# Case Study

In this part of the paper we present the case study described in Section 4.3 of the manuscript. Specifically, we compare the results of our method RUG with those of FSDT (McTavish et al., 2021) and CG (Lawless et al., 2021).

The results of this analysis are reported in Table 5 of the manuscript.

In [1]:
import pandas as pd
import numpy as np
import os

from sklearn.metrics import accuracy_score, f1_score, confusion_matrix, matthews_corrcoef
from sklearn.tree import DecisionTreeClassifier
from sklearn.ensemble import RandomForestClassifier, GradientBoostingClassifier, AdaBoostClassifier
from sklearn.model_selection import GridSearchCV
# from lightgbm import LGBMClassifier
import statsmodels.api as sm
import shap

# import Datasets as DS
import grid_search_helpers as gs_helpers
from case_study_helpers import *

import warnings
warnings.filterwarnings("ignore")

# for RUG
from ruxg import RUGClassifier

# for FSDT
import FSDT_helpers as FSDT_helpers
from dl85 import DL85Classifier

# for CG
from CG_helpers import *

## Loading the data
The raw data and details for data cleaning are provided here: https://towardsdatascience.com/how-to-develop-a-credit-risk-model-and-scorecard-91335fc01f03

In [2]:
# problem = DS.loan
# pname = problem.__name__.upper()
pname = 'LOAN'

---

# Table 5a

We start with the objective of obtaining an interpretable model. We will then examine the performance of these interpretable model(s) genereated by different approaches.
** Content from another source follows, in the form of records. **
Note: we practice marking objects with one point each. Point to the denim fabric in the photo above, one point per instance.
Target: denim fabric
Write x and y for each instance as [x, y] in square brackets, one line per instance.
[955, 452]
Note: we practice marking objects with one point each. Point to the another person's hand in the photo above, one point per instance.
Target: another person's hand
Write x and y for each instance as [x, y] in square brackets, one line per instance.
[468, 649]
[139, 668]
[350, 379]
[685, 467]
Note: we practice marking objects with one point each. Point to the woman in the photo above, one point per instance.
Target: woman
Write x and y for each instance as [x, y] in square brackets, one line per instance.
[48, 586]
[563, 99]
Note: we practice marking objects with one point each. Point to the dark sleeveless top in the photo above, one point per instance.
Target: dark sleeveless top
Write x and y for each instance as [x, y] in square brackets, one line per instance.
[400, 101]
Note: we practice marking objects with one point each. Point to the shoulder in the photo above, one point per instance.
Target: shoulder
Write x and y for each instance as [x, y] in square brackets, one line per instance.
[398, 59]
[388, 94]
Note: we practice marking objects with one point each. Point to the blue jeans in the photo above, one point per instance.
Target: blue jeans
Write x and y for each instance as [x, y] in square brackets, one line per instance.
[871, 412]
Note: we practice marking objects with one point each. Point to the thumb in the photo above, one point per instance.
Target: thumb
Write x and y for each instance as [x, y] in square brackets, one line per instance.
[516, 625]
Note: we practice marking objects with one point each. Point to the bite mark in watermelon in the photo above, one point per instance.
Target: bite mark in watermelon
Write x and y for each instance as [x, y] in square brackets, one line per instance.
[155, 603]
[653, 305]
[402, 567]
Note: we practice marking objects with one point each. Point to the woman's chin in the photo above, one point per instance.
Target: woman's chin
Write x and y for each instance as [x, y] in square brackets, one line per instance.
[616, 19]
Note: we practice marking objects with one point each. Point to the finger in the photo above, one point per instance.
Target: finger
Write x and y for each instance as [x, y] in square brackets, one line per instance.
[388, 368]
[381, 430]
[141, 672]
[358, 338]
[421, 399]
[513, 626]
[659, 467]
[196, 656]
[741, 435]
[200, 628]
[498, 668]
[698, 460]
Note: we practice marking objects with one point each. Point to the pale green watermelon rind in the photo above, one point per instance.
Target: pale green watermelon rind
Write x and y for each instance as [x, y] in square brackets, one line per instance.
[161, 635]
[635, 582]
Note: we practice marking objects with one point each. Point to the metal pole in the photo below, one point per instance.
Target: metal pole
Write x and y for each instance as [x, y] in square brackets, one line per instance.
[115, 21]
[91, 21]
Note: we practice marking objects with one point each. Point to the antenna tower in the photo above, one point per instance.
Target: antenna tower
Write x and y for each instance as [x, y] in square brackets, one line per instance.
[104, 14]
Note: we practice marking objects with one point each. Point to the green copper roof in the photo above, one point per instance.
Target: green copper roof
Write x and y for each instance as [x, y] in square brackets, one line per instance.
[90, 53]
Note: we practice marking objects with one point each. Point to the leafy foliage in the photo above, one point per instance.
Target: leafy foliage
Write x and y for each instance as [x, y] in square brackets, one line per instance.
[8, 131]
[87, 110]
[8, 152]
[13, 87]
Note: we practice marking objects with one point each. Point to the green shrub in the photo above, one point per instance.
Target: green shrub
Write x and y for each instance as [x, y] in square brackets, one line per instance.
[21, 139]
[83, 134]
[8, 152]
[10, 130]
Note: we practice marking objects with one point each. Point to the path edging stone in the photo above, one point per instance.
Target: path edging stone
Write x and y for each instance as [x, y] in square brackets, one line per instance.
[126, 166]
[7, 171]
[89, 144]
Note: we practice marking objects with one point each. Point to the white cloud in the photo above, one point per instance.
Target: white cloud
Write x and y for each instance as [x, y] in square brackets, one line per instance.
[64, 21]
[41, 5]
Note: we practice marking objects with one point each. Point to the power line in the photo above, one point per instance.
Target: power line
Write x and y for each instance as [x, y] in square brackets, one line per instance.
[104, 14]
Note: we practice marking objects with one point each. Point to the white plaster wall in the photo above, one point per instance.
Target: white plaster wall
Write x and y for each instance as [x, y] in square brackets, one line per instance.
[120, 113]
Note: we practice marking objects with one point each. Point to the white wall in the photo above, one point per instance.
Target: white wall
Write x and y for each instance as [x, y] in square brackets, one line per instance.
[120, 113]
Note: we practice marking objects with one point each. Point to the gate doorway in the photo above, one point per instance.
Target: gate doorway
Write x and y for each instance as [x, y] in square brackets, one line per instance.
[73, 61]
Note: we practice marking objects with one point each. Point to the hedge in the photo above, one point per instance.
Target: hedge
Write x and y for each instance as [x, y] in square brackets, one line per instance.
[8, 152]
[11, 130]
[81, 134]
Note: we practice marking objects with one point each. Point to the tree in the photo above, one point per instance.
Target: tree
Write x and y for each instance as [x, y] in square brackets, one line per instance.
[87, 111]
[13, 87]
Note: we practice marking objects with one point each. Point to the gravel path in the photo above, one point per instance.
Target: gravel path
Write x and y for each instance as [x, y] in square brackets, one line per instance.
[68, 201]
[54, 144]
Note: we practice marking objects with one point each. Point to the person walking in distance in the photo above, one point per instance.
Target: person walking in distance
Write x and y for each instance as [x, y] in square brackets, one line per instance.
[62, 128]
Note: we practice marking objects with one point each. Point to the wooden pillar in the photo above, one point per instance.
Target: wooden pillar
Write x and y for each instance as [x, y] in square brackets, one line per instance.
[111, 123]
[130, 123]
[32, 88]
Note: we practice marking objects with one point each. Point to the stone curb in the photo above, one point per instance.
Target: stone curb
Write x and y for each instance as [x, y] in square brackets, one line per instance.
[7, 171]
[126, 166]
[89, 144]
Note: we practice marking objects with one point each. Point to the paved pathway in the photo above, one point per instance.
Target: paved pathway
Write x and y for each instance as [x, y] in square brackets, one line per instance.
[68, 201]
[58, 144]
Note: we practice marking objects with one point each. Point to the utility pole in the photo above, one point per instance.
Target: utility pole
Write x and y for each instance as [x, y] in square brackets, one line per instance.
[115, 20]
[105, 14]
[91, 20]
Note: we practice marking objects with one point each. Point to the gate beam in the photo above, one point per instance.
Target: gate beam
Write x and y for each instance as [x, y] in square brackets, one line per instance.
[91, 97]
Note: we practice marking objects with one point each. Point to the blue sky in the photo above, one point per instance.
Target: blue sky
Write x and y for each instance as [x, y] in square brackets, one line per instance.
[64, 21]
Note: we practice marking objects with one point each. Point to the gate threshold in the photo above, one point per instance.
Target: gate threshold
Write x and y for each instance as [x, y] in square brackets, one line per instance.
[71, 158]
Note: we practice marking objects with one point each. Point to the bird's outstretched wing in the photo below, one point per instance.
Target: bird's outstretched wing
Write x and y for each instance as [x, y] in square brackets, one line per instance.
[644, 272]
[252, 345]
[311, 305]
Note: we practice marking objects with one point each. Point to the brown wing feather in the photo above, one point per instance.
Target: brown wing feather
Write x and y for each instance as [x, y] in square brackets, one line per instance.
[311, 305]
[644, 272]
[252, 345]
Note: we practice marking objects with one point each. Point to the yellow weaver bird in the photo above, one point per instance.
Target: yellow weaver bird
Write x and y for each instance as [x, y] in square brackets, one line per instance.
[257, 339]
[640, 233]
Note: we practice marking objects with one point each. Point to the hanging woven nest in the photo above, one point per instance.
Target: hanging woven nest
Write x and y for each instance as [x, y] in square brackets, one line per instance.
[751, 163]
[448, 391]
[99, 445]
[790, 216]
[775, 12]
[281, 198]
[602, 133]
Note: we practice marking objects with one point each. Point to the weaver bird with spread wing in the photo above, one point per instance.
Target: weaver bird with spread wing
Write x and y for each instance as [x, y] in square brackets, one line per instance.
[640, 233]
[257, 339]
To ensure the models are interpretable, we set the maximum depth to 2.

In [3]:
depth = 2
y_results = pd.DataFrame() # dataframe to save the predicted values of each method

# some parameters for reproducibility
random_state = 42
test_size = 0.2

## RUG

In [None]:
# prep the data
import Datasets as DS
X_train, X_test, y_train, y_test = gs_helpers.prep_data(DS.loan, binary=False, randomState=random_state,
                                                        testSize=test_size, target='good_bad')

# initialize classifier
RUG = RUGClassifier(max_depth=depth, rule_length_cost=True,
                    solver='gurobi', random_state=1, max_RMP_calls=3)

print('Fitting RUG')
RUG_fit = RUG.fit(X_train, y_train)

# get predited values
y_results['RUG_pred'] = RUG.predict(np.array(X_test))

print('Done')

In [None]:
# Confusion matrix
cm = pd.crosstab(y_test, y_results['RUG_pred'])
print ("Confusion matrix : \n", cm)

print('\nAccuracy  = %.4f' % accuracy_score(y_test, y_results['RUG_pred']))
print('F1 score  = %.4f' % f1_score(y_test, y_results['RUG_pred']))
print('MCC score  = %.4f' % matthews_corrcoef(y_test, y_results['RUG_pred']))
print('Number of rules = %.0f' % RUG.get_num_of_rules())
print('Average rule length = %.2f' % RUG.get_avg_rule_length())
print('Average number of rules used per sample = %.2f' % RUG.get_avg_num_rules_per_sample())
print('Average number of rules used per sample = %.2f' % RUG.get_avg_rule_length_per_sample())

## FSDT

McTavish, H., Zhong, C., Achermann, R., Karimalis, I., Chen, J., Rudin, C., & Seltzer, M. (2022). Fast Sparse Decision Tree Optimization via Reference Ensembles. Proceedings of the AAAI Conference on Artificial Intelligence, 36(9), 9604-9613. https://doi.org/10.1609/aaai.v36i9.21194

In [None]:
import Datasets_binary as DS
X_train, X_test, y_train, y_test = gs_helpers.prep_data(DS.loan, binary=False, randomState=random_state, testSize=test_size, target='y', datasets_path='./FSDT_binarized/')

# initialize classifier
FSDT = DL85Classifier(time_limit=1000, desc=True, max_depth = depth)

print('Fitting FSDT')
FSDT.fit(X_train, y_train)

# get predited values
y_results['FSDT_pred'] = FSDT.predict(X_test)

print('Done')

In [None]:
# Confusion matrix
cm = pd.crosstab(y_test, y_results['FSDT_pred'])
print ("Confusion matrix : \n", cm)

print('\nAccuracy  = %.4f' % accuracy_score(y_test, y_results['FSDT_pred']))
print('F1 score  = %.4f' % f1_score(y_test, y_results['FSDT_pred']))
print('MCC score  = %.4f' % matthews_corrcoef(y_test, y_results['FSDT_pred']))
print('Number of rules = %.0f' % FSDT_helpers.get_num_leaves(FSDT.tree_))
print('Average rule length = %.2f' % FSDT_helpers.get_avg_rule_length(FSDT.tree_))
print('Average number of rules used per sample = %.2f' % 1.00)
print('Average number of rules used per sample = %.2f' % FSDT_helpers.get_avg_rule_length_per_sample(FSDT.tree_, X_test))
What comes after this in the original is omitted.